As one with a long background in Anglicanism before converting to Orthodoxy, these attitudes are depressingly familiar; all change in a liberal direction is never enough; all failure to advance fast enough in that direction is a sign of bone-headed bigotry. Nor are the reasons far to seek. If you have liberal opinions and spend your life among those who agree with you, it is, as the modern Conservative leadership demonstrates, very easy to assume that your views are normative – because for you and your kind, they are – and to dismiss those who hold other views as hopelessly out of date; such is the power of group-think that it takes real courage in such circles to hold a contrary view. It is not ratiocination and the power of argument which silences some people, it is the fear of social ostracisation.
Part of the difficulty Deacon Nick found himself in was that he was protecting the Pope, from, amongst others, Peter Tatchell (who as Geoffrey pointed out recently, got a nice write-up in Faith Today); but who protects the protector? Bishops, as Newman and the Oxford Movement knew full well, tend to be, shall we say, mindful of their careers, and whilst usually willing to appease those of a liberal persuasion, have often had difficulty with orthodox critics. This placed Newman and the other Tractarians in a spot in the late 1830s. They were arguing for the authority of the Church, which effectively was also a call to arms for the shepherds of the flock, but the only opinion against which the shepherds were willing to deploy their crooks was that of the orthodox. Newman, like Dean Nick, found himself in a dilemma which had no resolution. Those who dissented on the liberal side were happy to defy ecclesiastical authority in the name of ‘freedom of expression'; those who called for a reinforcement of orthodoxy were hoist by their own petard when the bishops got worried. If one believes in the authority of bishops, then when they tell you to shut up, you really have no choice but to obey. You do not have open to you the option of writing contumacious letters demanding to know on what grounds your father in God is calling you to silence, because that is not the way your mind goes. But what do you do?

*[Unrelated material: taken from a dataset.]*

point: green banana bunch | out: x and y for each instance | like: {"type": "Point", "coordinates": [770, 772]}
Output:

For Newman, in the end, the answer was clear – cross the Tiber. Back then Rome was a hissing and a by-word for reactionary orthodoxy, although one is minded to quote Evelyn Waugh’s complain that the Church had never quite managed to put the clock back by a minute. There is, to the orthodox, nothing ‘reactionary’ about holding to the faith ‘once given’, as given and as held by our forefathers. In fact, the Orthodox call it giving the ancestors a voice. Tradition, for orthodox Christians is vitally important, not because they oppose change, but because they see no reason to change what the Church has done for such a long time. When, as with the case of marriage as raised by Deacon Nick, it is something Christ himself has said, there really is no debate.
Those who think there is going to be a change in the forthcoming Synod remind me of those who awaited Humanae Vitae in the confident expectation that the advice of the ‘experts’ would be heeded; but Pope Paul VI knew he had no choice but to stick with the teaching of the Church. His reputation among the liberals never recovered; Pope Francis will discover the same if he holds to what Jesus said.